At the time of Wisut's death, Thailand lacked freedom of speech as several journalists were imprisoned for insulting the monarchy. There were several other murders related to the real estate industry in the province around the time of Wisut's death as well. Forbidden Stories named Wisut Tangwittayaporn as 1 of 13 reporters investigating environmental issues that were killed between 2009 and 2019.

== Impact ==
After Wisut's death, Pheu Thai Party officials investigated the land at Freedom Beach, which is associated with his reporting and political activity.

== Reactions ==
The murder of Wisut Tangwittayaporn was condemned by the UNESCO Director-General Irina Bokova, who called for an investigation and labeled it violation of the human right of expression. The statement read: "Media professionals and owners must be allowed to carry out their work freely and without fear. Only under such conditions can the media fulfill its responsibilities, contributing to democracy and good governance. This brutal killing must be investigated and its perpetrators be brought to trial in the interest of press freedom and the fundamental human right of freedom of expression."

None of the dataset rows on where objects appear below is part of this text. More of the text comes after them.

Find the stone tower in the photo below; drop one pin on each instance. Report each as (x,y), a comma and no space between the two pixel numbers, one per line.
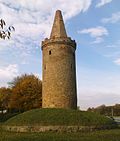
(59,69)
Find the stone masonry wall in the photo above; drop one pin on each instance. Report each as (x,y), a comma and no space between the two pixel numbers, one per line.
(59,76)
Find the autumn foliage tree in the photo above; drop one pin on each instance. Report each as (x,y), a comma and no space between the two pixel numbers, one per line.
(26,93)
(5,32)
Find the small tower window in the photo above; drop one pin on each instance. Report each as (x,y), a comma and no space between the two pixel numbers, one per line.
(45,67)
(50,52)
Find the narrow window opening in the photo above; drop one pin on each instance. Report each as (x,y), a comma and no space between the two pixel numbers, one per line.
(45,67)
(50,52)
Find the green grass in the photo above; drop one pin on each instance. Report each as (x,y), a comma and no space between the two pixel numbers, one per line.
(59,117)
(106,135)
(4,117)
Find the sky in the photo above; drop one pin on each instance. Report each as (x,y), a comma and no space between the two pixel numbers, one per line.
(94,24)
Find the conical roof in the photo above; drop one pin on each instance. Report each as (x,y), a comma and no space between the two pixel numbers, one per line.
(58,29)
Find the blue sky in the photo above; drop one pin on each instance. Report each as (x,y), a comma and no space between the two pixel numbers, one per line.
(94,24)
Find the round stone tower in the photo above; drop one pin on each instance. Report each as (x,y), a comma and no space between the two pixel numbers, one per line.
(59,69)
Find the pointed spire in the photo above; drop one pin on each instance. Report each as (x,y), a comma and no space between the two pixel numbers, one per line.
(58,29)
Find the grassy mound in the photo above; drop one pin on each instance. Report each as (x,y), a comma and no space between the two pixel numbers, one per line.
(59,117)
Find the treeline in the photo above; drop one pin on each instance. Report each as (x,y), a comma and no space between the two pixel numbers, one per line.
(107,110)
(24,93)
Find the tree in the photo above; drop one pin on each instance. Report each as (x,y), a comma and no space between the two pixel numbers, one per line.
(26,93)
(5,33)
(5,94)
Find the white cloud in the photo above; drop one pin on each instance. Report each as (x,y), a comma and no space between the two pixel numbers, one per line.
(113,19)
(7,74)
(96,87)
(103,2)
(117,61)
(95,32)
(33,21)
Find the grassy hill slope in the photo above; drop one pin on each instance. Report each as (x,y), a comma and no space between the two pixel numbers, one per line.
(59,117)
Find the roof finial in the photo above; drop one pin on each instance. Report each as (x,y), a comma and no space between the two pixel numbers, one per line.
(58,29)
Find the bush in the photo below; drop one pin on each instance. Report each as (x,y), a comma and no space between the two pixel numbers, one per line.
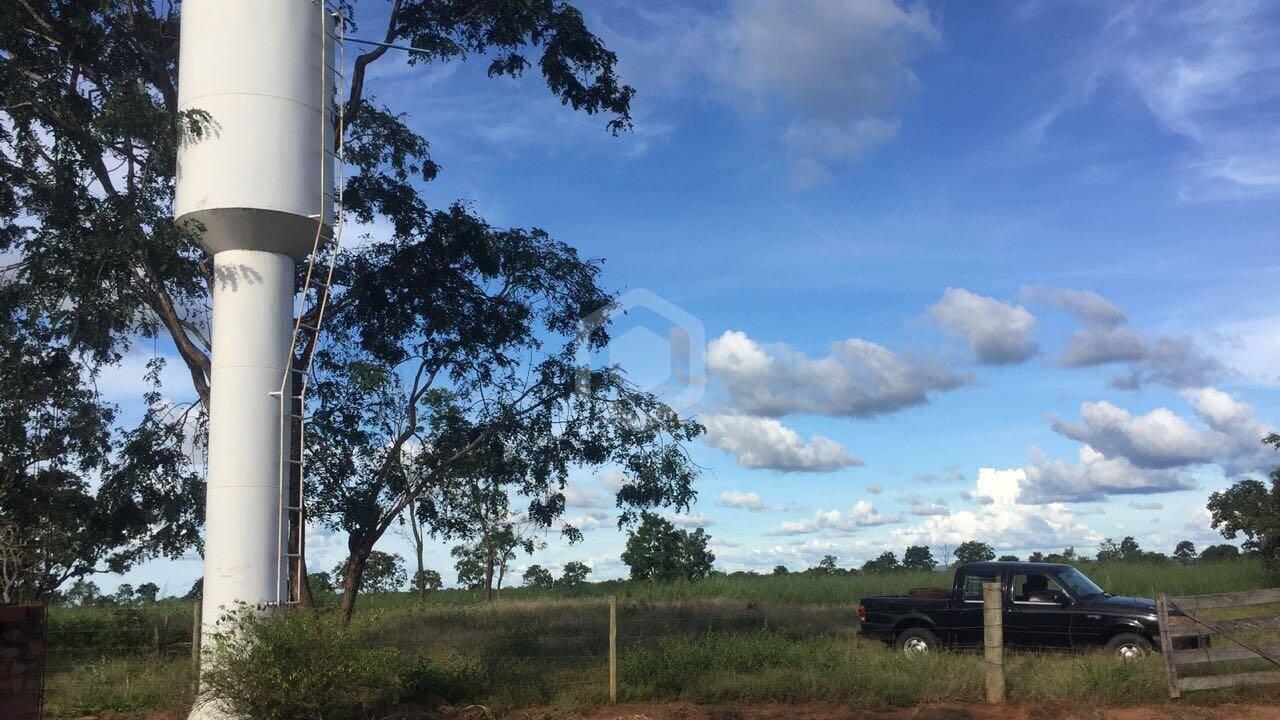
(433,682)
(297,666)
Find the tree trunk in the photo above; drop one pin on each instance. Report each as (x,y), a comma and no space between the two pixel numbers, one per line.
(306,600)
(488,578)
(355,569)
(420,579)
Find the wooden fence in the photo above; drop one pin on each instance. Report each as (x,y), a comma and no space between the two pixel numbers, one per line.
(1229,636)
(22,660)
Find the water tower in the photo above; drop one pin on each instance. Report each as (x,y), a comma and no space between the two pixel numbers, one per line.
(257,183)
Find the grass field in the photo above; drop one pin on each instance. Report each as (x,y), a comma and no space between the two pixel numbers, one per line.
(728,638)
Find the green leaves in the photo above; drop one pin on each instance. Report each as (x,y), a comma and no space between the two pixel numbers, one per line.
(659,551)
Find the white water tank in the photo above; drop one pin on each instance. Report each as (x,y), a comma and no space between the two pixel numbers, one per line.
(259,177)
(255,185)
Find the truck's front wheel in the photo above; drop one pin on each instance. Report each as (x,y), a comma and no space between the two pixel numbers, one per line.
(915,641)
(1129,646)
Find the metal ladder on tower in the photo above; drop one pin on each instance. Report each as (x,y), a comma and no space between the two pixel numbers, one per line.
(309,314)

Thida Thavornseth, leader of the Red Shirts, said, "Mr Ae was a very brave man. First, because he was fearless in his reporting. Second, because he was openly a red shirt supporter, which is rare in the South – this is not a ‘red-shirt’ area. To do what he did was very dangerous. Some people in Thailand still solve problems in barbaric ways. This is an indicator of an undeveloped country. I want to pass this message on to all people in the media: to report all facts truly and accurately without fear. Those who think differently than those around them, should be able to walk freely through society without fear of repercussions."

Phuket's Governor Tri Augkaradacha took personal interest in the investigation. The investigation was given high priority by the local police force with at least 5 teams of police officers involved in the case.